Last updated on February 2019

The Canadian UnRuptured Endovascular Versus Surgery Trial (CURES)


Brief description of study

Purpose

Phase 1: (Pilot Phase)

To compare the treatment efficacy of surgical clipping and endovascular coiling for unruptured intracranial aneurysms.

To obtain better estimates of morbidity and mortality related to a surgical or endovascular treatment strategy at one year within the context of an RCT.

To show that an RCT comparing the morbidity and mortality of a surgical management strategy to an endovascular management strategy is feasible.

Phase 2:

To compare the results of surgical and endovascular management strategies, in terms of:

  1. Overall mortality and morbidity at 1 and 5 years.
  2. The clinical efficacy and safety of a surgical or endovascular management strategy at 1 and 5 years

Hypotheses: Phase 1 Hypotheses:

  1. Surgical clipping of intradural, saccular, unruptured intracranial aneurysms is superior to endovascular management in terms of a lesser number of patients experiencing treatment failure.
  2. An RCT comparing the clinical outcomes of a surgical versus endovascular management strategy is feasible.

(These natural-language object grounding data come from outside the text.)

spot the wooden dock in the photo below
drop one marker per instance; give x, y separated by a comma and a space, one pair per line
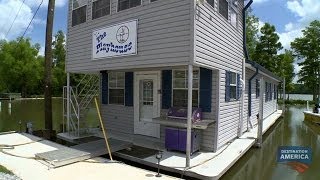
80, 152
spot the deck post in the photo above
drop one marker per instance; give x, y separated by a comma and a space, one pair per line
188, 146
68, 102
284, 96
260, 115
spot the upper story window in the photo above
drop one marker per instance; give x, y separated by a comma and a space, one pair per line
116, 88
79, 11
224, 8
211, 2
126, 4
180, 88
233, 86
100, 8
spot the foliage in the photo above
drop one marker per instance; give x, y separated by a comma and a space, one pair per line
284, 68
307, 48
267, 47
252, 29
20, 66
59, 57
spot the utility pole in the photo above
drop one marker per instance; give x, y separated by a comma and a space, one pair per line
48, 66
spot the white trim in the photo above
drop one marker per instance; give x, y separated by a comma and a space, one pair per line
172, 78
124, 88
76, 9
136, 91
126, 9
101, 16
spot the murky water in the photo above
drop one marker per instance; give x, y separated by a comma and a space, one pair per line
261, 164
257, 164
32, 110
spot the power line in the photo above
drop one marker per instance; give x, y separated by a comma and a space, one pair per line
32, 19
15, 18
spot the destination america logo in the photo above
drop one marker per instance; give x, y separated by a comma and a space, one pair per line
297, 157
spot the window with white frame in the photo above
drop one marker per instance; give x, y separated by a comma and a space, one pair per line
126, 4
234, 17
116, 87
180, 88
224, 8
79, 12
100, 8
211, 2
233, 86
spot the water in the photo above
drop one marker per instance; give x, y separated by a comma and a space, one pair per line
262, 163
32, 110
256, 164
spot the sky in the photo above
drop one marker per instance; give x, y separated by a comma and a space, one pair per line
288, 16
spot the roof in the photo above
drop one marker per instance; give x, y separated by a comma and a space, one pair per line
264, 70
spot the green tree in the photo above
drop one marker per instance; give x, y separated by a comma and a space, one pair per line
252, 29
20, 67
284, 68
307, 49
267, 48
59, 56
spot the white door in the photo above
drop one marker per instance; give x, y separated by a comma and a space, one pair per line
146, 103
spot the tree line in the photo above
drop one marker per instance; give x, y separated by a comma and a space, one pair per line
265, 48
22, 68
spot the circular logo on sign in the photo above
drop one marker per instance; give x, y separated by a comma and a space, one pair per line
122, 34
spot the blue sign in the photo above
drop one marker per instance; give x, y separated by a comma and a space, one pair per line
294, 154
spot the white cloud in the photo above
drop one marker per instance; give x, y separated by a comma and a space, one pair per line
259, 1
9, 9
305, 11
35, 3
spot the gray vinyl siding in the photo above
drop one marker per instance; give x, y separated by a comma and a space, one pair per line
119, 121
229, 116
163, 37
268, 107
217, 43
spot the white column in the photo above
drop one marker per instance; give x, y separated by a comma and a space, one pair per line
260, 119
68, 101
189, 122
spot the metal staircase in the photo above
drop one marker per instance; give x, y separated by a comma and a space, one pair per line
76, 104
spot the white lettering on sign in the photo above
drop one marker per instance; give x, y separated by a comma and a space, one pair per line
116, 40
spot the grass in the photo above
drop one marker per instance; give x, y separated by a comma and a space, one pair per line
5, 170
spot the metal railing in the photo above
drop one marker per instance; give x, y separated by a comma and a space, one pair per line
88, 88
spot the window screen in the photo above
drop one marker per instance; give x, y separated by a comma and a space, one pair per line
223, 8
100, 8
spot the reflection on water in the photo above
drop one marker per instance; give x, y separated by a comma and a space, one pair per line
32, 110
262, 163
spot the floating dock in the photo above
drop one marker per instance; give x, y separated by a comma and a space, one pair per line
24, 163
313, 117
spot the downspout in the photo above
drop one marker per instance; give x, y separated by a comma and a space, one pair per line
246, 54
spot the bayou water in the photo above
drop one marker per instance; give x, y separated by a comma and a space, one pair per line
256, 164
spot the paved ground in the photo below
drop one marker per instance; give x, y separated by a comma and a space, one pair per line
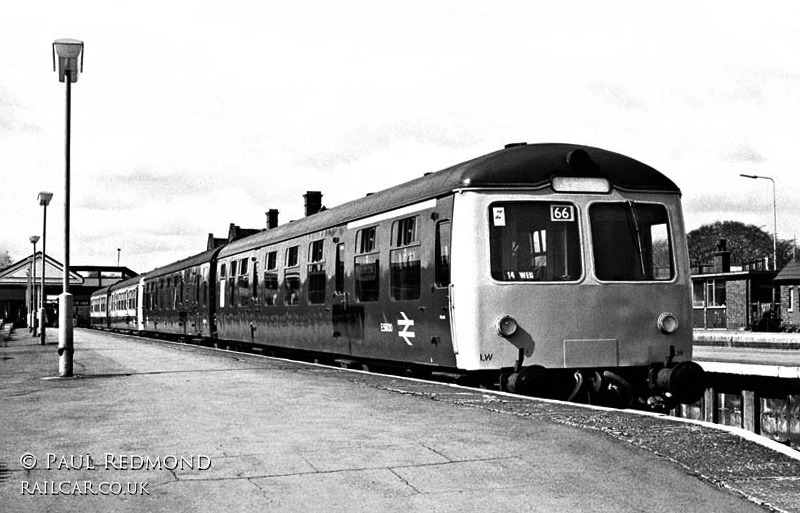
255, 434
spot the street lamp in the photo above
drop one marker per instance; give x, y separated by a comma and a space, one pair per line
68, 51
774, 229
774, 220
32, 303
44, 200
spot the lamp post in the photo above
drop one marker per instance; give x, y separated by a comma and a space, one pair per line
32, 303
68, 51
44, 200
774, 227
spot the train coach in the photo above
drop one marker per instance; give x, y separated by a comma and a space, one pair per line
551, 269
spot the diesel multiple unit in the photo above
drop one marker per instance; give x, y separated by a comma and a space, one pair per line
551, 269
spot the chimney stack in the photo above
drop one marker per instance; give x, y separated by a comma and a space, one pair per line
313, 202
272, 218
722, 257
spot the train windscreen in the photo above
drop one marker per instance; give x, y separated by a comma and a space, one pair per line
631, 241
535, 241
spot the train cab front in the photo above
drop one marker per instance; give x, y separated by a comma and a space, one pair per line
587, 295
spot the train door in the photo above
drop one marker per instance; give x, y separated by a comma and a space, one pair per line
347, 316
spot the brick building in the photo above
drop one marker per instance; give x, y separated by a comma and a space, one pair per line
731, 297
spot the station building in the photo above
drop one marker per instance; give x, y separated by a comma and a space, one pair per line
789, 282
731, 297
18, 290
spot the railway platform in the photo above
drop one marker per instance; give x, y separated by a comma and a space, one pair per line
153, 426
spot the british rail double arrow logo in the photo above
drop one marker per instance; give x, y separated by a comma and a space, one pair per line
406, 324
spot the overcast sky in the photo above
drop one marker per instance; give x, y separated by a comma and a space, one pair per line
193, 115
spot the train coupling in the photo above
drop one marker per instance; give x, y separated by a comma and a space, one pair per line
685, 382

Phase 1 Primary End-points:

Treatment failure, hereby defined as having occurred when either: the intended initial modality (surgical or endovascular) fails to occlude the aneurysm, a "major" (saccular) angiographic aneurysm recurrence is found, or an intracranial hemorrhagic event occurs during the 1-year follow-up period.

Phase 1 Secondary End-points:

  1. Overall morbidity and mortality at one year.
  2. Occurrence of morbidity (mRS >2) or mortality following treatment.
  3. Occurrence of failure of aneurysm occlusion using the initial intended treatment modality.
  4. Occurrence of a "major" (saccular) angiographic aneurysm recurrence.
  5. Occurrence of an intracranial hemorrhage following treatment.
  6. Peri-treatment hospitalization lasting more than 5 days
  7. Discharge following treatment to a location other than home
    Treatment

Trial feasibility, or the capacity for patient recruitment, would require enrollment of at least 8 patients per actively recruiting center per year.

Phase 2 Hypotheses:

It may be too early to explicitly define the primary hypothesis of Phase 2, however, the intent of Phase 2 can be expressed as:

  1. One management strategy is superior to the other in terms of clinical outcome at five years.
  2. One management strategy is superior to the other in terms of clinical efficacy at five years.